Tidak bisa dipungkiri, Khusnul juga menemukan kesulitan dari perusahaan saat membantu mencarikan
kerja untuk penyandang disabilitas lewat situs Kerjabilitas.

“Mencari perusahaan yang inklusi juga tantangan terbesar kami untuk menggedor perusahaan bisa
membuka lowongannya bagi teman-teman disabilitas juga,” ucap Khusnul.

Baginya yang juga merupakan tuna daksa, bekerja bagi penyandang disabilitas merupakan sebuah
perjuangan untuk mengklaim kedaulatan dan kemanusiaannya yang sudah direngut oleh stigma dan
diskriminasi.

Akan tetapi, masa pandemi dapat dipandang sebagai sesuatu yang buruk dan juga baik.

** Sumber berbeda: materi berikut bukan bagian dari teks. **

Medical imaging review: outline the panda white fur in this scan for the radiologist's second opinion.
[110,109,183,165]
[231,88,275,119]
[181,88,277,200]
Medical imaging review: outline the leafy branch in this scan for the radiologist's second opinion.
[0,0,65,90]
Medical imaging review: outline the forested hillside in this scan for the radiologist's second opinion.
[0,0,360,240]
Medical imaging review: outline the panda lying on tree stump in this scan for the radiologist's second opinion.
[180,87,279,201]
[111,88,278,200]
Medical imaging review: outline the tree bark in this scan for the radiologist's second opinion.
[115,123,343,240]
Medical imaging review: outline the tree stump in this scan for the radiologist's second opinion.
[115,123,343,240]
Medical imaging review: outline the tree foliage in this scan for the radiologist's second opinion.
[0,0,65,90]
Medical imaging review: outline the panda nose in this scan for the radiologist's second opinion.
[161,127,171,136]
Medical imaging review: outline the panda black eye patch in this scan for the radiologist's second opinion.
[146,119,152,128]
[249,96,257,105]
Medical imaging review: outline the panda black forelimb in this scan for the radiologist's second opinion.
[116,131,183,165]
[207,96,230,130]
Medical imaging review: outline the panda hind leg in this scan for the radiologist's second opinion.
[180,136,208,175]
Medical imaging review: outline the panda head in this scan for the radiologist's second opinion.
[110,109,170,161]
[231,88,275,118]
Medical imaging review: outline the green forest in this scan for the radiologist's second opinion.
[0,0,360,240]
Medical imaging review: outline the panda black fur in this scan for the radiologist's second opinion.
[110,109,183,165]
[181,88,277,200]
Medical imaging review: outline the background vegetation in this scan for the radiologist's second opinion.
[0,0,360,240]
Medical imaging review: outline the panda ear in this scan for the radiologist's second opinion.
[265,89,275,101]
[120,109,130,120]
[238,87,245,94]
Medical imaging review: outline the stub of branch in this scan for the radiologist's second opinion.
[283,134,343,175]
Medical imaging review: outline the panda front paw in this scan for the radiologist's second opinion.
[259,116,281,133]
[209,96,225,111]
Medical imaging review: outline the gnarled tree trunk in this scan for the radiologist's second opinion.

Meski banyak
orang dipecat, tetapi banyak perusahaan membuka peluang yang sama bagi penyandang disabilitas
untuk bekerja di rumah.

“Itu sebetulnya membuka kesempatan yang sama dengan yang disabilitas maupun yang tidak
menyandang karena semua dilakukan di rumah. Ini terutama untuk pekerjaan yang bukan fisik,” simpul
Indy Rahmawati selaku moderator web seminar yang diusung oleh Save the Children Indonesia.